The better tone of EUR/USD has allowed the pound to climb higher vs the USD. Last week's firmer UK production data has soothed some of the economic worries associated with the UK economy which could allow for a faster decline in the budget deficit. That said given its desire to see the deficit slashed, the market still wishes to see a Tory government at the helm after the general election and opinion polls (though not bookie's odds) are not convinced of this outcome.
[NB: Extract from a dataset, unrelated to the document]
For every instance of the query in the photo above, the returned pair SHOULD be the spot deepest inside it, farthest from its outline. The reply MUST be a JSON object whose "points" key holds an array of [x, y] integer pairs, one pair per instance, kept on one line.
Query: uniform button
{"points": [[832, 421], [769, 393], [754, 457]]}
If the Tory party manages to extent its lead in the opinion polls this week, the likelihood that cable has already printed the lows of the year will be enhanced.
China recorded a much worse than expected trade deficit for Mar (-USD7.24 bln) throwing cold water on hopes that the PBOC may announce a revaluation on the USD peg ahead of this month's World bank/IMF meetings. That said, China has argued that the peg would remain until export markets recovered and export were up a respectable 24.3% y/y in March. Imports surged 66% y/y on the back of demand for oil, raw materials and cars. While stronger domestic demand in China is necessary in order to address global imbalances, given that these strong import data coincide with news of a 22.5% y/y rise in new loans, they suggest that the PBoC may take fresh action to cool lending which could impact risk appetite. AUD, CAD and the NZD all lost ground vs the USD this morning.
Canadian housing starts and Q1 business survey data are due this afternoon. The US March monthly budget statement will be published.